The average cost to acquire all potentially responsive ESI from all corporate infrastructure locations including email servers, file shares, SharePoint systems, as well as from all custodian locations including desktop/laptops, local external storage devices, portable media such as USB thumb drives, CDs and DVDs in a defensible manner is between $1000 and $2000 per custodian discovered.

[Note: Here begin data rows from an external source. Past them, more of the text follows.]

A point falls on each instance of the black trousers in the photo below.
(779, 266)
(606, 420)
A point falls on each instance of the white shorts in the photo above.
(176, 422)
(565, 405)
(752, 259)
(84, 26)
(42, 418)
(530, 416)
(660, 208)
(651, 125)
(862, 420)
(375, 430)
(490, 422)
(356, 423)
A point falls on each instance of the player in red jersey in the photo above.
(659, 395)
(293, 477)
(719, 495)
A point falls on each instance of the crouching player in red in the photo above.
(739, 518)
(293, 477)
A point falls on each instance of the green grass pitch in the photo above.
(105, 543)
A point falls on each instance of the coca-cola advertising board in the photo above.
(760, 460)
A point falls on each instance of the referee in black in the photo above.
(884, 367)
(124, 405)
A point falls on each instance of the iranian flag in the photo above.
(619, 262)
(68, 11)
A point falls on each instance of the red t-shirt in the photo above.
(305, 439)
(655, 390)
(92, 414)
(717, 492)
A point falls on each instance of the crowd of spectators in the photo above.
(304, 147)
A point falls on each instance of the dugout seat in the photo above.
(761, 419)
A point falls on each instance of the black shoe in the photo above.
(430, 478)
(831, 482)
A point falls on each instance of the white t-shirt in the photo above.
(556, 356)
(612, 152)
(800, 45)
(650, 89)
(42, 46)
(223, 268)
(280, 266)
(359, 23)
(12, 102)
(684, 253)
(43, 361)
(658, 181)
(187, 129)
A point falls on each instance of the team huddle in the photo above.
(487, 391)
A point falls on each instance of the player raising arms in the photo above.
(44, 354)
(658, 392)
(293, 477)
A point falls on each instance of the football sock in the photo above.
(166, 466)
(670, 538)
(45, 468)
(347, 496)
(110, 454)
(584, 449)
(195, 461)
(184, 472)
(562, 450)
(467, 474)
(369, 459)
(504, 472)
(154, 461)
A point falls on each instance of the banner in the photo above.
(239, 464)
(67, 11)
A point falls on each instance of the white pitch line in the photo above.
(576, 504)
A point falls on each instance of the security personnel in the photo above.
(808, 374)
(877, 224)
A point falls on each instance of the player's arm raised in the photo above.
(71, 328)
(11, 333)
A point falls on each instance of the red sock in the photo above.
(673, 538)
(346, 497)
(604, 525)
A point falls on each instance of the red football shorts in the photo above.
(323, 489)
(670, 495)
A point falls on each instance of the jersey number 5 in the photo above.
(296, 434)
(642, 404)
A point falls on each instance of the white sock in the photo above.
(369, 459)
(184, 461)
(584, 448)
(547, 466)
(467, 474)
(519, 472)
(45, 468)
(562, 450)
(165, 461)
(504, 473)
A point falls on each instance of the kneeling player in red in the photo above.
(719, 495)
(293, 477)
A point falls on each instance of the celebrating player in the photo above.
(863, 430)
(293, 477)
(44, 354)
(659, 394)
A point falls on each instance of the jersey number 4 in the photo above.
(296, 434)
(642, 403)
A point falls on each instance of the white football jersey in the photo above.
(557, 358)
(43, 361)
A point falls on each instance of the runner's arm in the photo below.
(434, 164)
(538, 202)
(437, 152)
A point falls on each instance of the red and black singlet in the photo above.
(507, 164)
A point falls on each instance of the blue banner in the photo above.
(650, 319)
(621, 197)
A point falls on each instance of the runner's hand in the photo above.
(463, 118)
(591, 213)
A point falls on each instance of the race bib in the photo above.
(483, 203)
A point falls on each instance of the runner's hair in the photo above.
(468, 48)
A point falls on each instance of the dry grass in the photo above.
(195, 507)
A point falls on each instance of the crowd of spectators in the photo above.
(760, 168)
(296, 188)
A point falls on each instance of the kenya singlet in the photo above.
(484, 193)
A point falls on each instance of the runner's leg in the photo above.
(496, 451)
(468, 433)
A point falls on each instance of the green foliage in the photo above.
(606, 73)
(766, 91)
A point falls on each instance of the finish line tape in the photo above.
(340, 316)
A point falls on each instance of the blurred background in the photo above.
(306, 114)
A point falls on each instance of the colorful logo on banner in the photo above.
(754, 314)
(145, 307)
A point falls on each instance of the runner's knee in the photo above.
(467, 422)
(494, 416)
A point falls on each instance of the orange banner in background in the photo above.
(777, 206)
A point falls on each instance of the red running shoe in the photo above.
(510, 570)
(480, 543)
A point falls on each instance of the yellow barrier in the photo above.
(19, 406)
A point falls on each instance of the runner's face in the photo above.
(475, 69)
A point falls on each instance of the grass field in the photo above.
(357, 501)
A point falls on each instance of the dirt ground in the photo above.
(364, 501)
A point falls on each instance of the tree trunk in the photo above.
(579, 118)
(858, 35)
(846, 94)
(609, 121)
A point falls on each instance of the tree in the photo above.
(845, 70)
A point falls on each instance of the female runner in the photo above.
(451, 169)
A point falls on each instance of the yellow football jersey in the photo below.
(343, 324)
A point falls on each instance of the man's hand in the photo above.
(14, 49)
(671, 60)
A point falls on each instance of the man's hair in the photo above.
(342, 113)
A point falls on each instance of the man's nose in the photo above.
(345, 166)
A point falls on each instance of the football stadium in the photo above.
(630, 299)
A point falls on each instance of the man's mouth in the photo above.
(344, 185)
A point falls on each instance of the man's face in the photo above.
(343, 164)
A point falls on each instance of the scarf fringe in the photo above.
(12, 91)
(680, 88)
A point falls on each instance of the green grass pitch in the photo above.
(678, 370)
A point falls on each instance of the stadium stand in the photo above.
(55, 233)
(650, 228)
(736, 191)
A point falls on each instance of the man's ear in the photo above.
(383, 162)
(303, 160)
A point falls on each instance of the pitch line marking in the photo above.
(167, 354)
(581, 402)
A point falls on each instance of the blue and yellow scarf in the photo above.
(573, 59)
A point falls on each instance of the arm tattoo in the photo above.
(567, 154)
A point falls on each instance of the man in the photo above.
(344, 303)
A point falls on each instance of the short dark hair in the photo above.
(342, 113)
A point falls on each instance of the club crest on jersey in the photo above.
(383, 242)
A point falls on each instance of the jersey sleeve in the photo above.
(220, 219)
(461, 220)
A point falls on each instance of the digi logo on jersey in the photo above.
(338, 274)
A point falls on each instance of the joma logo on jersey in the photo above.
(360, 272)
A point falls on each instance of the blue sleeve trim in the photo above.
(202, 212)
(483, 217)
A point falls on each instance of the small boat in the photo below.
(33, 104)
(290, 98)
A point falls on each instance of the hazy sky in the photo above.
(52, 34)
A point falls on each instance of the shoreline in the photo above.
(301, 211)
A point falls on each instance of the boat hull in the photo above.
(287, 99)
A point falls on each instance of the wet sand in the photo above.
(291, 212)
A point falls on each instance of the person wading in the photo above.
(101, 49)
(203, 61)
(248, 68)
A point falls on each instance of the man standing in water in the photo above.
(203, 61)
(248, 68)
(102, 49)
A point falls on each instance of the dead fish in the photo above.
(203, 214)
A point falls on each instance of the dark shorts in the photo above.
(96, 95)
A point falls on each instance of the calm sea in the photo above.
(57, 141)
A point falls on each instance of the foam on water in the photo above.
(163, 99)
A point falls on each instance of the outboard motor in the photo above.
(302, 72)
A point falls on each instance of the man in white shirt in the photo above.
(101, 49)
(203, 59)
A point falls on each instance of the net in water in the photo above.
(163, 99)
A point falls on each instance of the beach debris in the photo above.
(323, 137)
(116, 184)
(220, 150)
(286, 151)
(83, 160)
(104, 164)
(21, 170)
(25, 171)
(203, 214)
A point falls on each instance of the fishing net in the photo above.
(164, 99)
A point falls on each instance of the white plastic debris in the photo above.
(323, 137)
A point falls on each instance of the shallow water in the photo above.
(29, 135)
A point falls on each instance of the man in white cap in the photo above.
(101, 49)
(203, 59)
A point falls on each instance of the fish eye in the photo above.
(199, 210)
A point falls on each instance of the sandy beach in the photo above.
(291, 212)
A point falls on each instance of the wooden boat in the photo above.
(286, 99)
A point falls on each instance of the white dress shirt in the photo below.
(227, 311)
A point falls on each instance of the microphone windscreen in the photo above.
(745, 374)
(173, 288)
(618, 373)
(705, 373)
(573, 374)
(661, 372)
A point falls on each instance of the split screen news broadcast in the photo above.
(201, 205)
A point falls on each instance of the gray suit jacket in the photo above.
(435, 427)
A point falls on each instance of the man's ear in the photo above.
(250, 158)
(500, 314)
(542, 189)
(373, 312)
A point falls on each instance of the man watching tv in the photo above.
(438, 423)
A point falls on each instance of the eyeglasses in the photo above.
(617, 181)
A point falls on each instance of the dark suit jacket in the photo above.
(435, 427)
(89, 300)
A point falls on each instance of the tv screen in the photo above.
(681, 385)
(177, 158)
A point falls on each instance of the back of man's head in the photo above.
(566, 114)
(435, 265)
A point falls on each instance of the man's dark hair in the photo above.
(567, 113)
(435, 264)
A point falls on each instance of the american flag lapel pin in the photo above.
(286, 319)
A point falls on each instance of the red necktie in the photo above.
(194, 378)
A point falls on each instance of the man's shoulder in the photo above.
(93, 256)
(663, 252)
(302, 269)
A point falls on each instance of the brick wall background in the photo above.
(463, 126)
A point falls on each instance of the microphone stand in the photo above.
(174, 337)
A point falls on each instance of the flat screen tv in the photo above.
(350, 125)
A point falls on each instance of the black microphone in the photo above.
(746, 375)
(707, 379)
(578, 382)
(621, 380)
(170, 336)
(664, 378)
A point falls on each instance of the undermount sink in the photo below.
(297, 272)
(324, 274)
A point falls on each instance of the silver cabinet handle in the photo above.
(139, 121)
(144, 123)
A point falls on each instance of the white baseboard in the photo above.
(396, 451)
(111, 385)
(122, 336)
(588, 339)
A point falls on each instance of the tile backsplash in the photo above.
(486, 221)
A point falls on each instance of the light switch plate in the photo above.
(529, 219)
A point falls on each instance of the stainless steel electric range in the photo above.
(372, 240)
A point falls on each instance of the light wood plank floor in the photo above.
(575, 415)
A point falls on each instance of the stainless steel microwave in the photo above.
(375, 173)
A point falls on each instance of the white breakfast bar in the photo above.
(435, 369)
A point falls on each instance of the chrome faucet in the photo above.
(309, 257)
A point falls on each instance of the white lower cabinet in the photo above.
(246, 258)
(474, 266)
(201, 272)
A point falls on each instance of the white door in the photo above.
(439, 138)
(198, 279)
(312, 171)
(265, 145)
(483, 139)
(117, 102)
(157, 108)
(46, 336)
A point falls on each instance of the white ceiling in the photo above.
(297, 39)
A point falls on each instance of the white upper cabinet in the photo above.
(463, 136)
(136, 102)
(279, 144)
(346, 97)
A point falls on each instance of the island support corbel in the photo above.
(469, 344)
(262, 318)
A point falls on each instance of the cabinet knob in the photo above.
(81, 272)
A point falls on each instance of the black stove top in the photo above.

Realistically, the cost of eDiscovery can be reduced dramatically if your organization understands the eDiscovery process and proactively plans for it. Some areas to look at include:
- The number one way to reduce e-discovery expense (besides not getting sued/investigated) is having less data to collect/review
- Create, follow and enforce an ESI records retention policy to control legacy data including backup retention which should be in sync with the retention ESI retention policies
- Eliminate custodian PSTs. These little bombs are the biggest contributor to the cost of collection and review
- Develop and implement a litigation hold policy and have all custodians review and signoff on it
- For medium to large organizations, the most effective cost and risk reducer, besides reducing the amount of ESI in your organization, is to put a centrally managed ESI archive in place with centrally managed ESI retention policies. If, for example, you have an ESI archive which collects and manages your email data, file system data and your SharePoint data, the most requested ESI data types in discovery, then for those data types, you no longer have to search every custodian’s workstations, removable media, etc. A simple query of the archive will let you find, place legal holds, cull, review and export responsive ESI in a fraction of the time you normally take.